James Cameron says search for Titan was a ‘hoax’: ‘I found out the truth on Monday’

James Cameron says search for Titan was a ‘hoax’: ‘I found out the truth on Monday’

He director of the film “Titanic” (1997), James Cameronsaid that the operation tourist submarine search in the deep waters a “nightmare farce” took place which prolonged the agony of the passengers’ families.

The director told the BBC in an interview broadcast on Friday 23 June that he “felt it in my bones” that the Titan submarine was lost shortly after hearing that he had lost contact with the surface during his descent towards the wreckage on the bottom of the Atlantic Ocean.

James Cameron’s new controversial statements about Titan

Cameron said the media’s focus in the coming days is that the submarine has a 96-hour oxygen supply and there are sounds of impacts. an “extended, nightmarish farce.”

“This was just a hard and slow turnaround over four days as far as I was concerned,” he said. “because I found out the truth on Monday morning”.

The Titan sank at 8 a.m. Sunday and was reported on schedule that afternoon about 435 miles (700 kilometers) south of St. John’s, Newfoundland.

On Thursday, the US Coast Guard said that wreckage from the submarine had been found at the bottom of the sea. Authorities said all five people on board were killed when the submarine exploded.

Cameron, who has made more than 30 dives on the Titanic wreck, said he knew an “extremely catastrophic event” had occurred as soon as he heard the submarine had lost navigation and communication during its descent.

“For the submarine’s electronics and communications system to fail and its tracking transponder to fail at the same time, the submarine disappeared,” he told British television.
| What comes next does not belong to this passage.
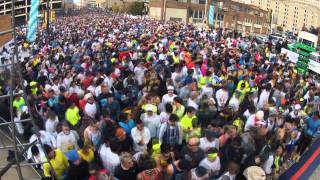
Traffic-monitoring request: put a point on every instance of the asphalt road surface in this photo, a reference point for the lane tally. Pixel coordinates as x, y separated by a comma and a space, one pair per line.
27, 172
“For me there was no doubt, I knew it the submarine was just below its final depth and position known, and that’s exactly where they found her. no search was made“, he insisted.

“When they finally got a remote-controlled vehicle that could reach the depths, they found it within hours. Probably in a few minutes.”

The director has been a fan of oceanography since childhood and has made dozens of deep-water dives, including one at the deepest point on Earth: the bottom of the Mariana Trench in the Pacific Ocean.

Cameron said that “one of the saddest aspects of this is how preventable it really was“.

“Now we have another accident based, unfortunately, on the same principles ignoring the warnings“, he said.

Deep-sea explorers had raised concerns about OceanGate Expeditions’ Titan submersible. They claimed it was too experimental to carry passengers.

OceanGate co-founder Guillermo Söhnlein told Times Radio that CEO Stockton Rush, who was one of the people on Titan, was “extremely committed to safety”.

“He was also extremely diligent in risk management and well aware of the risks of operating in a deep-sea environment,” said Söhnlein, who no longer works for OceanGate.